Il ritornello del vice-presidente, «ce lo chiede l’Europa», non convince Nino Di Matteo, ex pm del processo Trattativa Stato-Mafia e ora consigliere del Csm: «Questa litania del Pnrr e dell’Europa è un alibi. L’Europa non ci chiede che la politica controlli il pubblico ministero, non ci chiede pubblici ministeri con carriere diverse dai giudici, non ci chiede pubblici ministeri che debbano essere valutati anche dagli avvocati. Ci chiede di andare nella direzione di una più tempestiva definizione dei processi. Su questo non si fa nulla. Con questa riforma gli organici dei magistrati e del personale amministrativo rimangono sguarniti, si creano condizioni perché i processi col meccanismo delle improcedibilità vadano improvvisamente in fumo vanificando gli sforzi anche di anni di investigatori, magistrati, avvocati e il diritto di tutti i cittadini a una verità processuale».

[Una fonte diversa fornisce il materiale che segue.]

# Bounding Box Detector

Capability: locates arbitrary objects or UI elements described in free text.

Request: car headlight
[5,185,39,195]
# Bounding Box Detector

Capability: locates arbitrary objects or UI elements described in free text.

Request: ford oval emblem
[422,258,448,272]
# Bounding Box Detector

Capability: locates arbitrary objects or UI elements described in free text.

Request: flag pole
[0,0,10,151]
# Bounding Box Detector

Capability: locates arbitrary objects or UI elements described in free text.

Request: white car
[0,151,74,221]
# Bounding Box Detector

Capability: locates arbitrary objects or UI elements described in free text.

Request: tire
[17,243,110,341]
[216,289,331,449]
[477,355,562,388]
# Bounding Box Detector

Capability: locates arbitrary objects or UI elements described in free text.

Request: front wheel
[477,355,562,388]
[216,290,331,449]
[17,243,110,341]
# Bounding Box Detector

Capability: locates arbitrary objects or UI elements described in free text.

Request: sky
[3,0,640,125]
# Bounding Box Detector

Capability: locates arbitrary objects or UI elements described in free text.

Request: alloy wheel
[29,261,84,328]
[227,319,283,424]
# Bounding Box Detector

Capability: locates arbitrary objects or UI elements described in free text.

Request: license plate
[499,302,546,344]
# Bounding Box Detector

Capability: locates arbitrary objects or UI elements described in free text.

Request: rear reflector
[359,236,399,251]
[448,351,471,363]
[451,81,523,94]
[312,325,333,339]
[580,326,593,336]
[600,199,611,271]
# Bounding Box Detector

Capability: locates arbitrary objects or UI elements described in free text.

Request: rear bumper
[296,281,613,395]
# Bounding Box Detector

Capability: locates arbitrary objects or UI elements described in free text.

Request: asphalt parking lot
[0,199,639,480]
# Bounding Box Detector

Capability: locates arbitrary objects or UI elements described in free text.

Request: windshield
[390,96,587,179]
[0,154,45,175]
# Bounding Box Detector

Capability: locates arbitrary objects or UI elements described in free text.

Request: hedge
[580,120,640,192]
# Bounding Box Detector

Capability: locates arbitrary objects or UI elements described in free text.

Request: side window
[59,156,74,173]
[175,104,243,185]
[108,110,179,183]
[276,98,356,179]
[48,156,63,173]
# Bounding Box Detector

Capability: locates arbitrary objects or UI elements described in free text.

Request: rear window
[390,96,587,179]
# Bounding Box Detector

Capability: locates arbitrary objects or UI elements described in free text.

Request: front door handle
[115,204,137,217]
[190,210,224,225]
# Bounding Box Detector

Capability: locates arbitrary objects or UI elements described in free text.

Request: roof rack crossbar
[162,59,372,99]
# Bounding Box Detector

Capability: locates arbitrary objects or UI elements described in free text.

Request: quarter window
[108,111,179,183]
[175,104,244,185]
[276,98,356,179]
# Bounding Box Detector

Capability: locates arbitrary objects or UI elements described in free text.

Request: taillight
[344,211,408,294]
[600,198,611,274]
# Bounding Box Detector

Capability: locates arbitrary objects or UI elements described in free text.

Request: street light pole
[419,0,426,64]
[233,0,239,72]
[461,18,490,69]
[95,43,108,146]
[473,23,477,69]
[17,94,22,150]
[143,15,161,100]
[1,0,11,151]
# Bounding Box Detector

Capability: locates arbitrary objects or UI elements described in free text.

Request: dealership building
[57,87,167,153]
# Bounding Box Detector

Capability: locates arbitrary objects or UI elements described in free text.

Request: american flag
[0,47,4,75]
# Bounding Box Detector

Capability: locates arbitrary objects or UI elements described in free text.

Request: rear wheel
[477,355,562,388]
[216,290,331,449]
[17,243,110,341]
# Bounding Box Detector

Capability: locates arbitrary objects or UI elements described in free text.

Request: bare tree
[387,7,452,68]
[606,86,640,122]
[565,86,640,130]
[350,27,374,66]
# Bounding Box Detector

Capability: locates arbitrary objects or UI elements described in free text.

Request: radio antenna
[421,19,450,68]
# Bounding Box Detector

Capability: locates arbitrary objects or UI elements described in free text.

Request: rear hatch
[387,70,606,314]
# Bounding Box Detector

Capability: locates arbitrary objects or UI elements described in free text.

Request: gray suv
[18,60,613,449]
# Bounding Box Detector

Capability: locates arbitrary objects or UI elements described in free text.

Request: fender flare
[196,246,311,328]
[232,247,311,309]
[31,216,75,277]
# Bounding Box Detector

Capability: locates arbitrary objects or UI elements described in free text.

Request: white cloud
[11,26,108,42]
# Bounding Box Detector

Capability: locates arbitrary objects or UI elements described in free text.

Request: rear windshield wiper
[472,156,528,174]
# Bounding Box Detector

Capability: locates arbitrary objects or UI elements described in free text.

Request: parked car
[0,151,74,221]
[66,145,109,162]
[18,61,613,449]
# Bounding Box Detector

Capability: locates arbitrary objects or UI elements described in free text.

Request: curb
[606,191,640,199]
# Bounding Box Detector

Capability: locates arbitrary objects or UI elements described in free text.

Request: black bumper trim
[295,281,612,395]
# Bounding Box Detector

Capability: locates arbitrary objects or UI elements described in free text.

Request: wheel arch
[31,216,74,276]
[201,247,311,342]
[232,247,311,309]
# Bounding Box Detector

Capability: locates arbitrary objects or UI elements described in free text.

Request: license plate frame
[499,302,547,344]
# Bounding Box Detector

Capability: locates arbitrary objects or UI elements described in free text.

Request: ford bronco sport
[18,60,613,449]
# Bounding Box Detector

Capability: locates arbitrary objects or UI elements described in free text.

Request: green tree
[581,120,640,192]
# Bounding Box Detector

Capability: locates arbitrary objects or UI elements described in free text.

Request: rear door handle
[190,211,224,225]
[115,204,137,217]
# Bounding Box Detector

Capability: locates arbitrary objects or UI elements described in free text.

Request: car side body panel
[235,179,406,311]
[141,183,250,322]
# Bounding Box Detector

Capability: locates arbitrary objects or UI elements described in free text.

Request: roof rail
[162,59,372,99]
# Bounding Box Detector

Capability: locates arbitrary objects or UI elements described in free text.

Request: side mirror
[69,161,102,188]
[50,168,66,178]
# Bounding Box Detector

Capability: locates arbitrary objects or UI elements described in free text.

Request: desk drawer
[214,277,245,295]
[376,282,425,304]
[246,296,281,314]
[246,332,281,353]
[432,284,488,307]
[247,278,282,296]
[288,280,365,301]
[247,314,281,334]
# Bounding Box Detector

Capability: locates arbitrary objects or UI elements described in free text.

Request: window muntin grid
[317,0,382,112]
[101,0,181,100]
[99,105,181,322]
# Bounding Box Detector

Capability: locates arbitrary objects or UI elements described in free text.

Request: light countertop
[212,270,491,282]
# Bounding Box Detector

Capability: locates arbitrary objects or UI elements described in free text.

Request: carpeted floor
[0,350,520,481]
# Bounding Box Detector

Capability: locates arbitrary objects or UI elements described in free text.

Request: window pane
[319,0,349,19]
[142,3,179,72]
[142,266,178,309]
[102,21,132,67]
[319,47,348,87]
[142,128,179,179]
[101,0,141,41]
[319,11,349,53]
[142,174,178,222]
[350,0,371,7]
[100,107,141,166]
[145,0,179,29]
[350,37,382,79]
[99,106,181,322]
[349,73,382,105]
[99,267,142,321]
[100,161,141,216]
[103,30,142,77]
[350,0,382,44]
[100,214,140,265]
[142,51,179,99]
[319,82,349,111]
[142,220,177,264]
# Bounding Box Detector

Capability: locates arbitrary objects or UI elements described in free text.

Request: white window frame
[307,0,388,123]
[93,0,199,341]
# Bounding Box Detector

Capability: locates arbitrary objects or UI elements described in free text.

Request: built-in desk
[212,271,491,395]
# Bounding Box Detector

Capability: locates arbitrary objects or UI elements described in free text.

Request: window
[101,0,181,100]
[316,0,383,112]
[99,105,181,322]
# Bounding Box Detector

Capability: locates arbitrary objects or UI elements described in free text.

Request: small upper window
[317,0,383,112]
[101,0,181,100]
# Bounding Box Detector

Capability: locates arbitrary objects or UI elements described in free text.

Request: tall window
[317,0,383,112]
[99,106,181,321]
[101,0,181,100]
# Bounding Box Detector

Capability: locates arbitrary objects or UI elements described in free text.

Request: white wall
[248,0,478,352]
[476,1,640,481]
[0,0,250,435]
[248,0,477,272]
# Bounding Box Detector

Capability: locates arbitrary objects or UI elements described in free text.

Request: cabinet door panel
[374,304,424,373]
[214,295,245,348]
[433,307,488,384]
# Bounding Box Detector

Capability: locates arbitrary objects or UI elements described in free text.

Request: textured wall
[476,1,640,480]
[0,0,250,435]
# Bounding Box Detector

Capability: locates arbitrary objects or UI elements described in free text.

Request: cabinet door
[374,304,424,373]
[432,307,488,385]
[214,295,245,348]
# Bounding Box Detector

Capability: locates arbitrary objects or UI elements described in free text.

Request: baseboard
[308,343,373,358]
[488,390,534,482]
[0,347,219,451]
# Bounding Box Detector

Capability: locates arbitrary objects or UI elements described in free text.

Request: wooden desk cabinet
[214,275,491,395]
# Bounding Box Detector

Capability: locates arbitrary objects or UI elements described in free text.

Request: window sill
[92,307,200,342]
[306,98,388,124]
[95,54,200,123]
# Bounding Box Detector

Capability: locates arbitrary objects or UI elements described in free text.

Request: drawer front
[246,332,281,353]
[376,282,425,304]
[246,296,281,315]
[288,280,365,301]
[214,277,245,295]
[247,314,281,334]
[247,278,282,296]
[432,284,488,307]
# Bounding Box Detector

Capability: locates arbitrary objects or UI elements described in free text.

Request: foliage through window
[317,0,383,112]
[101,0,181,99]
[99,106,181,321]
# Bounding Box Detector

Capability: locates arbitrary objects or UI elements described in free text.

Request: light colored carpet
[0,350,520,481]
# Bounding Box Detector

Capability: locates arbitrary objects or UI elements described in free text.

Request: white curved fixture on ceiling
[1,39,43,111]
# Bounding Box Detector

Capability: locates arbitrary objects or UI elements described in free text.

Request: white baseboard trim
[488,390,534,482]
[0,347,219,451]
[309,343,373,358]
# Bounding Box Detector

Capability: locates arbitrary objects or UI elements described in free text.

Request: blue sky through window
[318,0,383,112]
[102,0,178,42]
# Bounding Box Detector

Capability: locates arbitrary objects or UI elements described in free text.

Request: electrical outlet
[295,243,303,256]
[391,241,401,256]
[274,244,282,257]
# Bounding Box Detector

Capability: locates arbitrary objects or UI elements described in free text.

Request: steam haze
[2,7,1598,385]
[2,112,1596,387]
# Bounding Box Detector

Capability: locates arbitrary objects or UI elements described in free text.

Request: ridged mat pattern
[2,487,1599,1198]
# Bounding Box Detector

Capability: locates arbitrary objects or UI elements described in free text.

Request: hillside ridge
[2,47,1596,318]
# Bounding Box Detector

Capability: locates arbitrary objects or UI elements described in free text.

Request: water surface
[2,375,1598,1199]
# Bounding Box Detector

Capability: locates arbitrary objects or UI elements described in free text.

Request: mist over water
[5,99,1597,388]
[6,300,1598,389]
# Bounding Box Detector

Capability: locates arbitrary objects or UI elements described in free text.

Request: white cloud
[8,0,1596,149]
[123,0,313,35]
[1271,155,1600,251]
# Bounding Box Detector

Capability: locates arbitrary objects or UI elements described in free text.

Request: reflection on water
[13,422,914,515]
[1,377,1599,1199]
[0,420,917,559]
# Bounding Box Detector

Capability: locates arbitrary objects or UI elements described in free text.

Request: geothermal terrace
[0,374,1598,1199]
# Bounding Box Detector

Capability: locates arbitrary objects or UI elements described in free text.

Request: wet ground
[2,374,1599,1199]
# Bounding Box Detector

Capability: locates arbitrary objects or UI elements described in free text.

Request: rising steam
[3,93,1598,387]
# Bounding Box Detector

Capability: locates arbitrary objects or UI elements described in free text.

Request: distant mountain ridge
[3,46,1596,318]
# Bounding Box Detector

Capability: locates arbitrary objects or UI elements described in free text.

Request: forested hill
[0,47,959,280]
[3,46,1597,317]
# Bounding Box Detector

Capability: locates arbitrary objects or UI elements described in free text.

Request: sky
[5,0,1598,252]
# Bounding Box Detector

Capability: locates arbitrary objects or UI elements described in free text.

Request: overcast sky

Il magistrato di Palermo senza mezzi termini definisce la riforma Cartabia «una rivalsa nei confronti della magistratura di una certa politica. Si vogliono regolare i conti con quella parte della magistratura che in passato ha saputo alzare il tiro e occuparsi di indagini e processi nei confronti della criminalità dei potenti». Dannosa, ripete più volte Di Matteo: «Dannosa per tanti altri aspetti che riguardano l’ordinamento giudiziario: renderanno sia i giudici che i pm meno liberi, meno indipendenti, più burocrati e più attenti alle statistiche, a non dispiacere nessuno per fare carriera: i propri dirigenti, gli avvocati. Questa riforma prevede anche che i progetti organizzativi delle procure della Repubblica, cioè il programma di lavoro di ogni procura della Repubblica su base triennale, debbano essere trasmessi non solo al Csm ma anche al ministro, che potrà fare delle osservazioni in merito. Un chiaro sintomo della volontà della politica di controllare l’attività delle procure».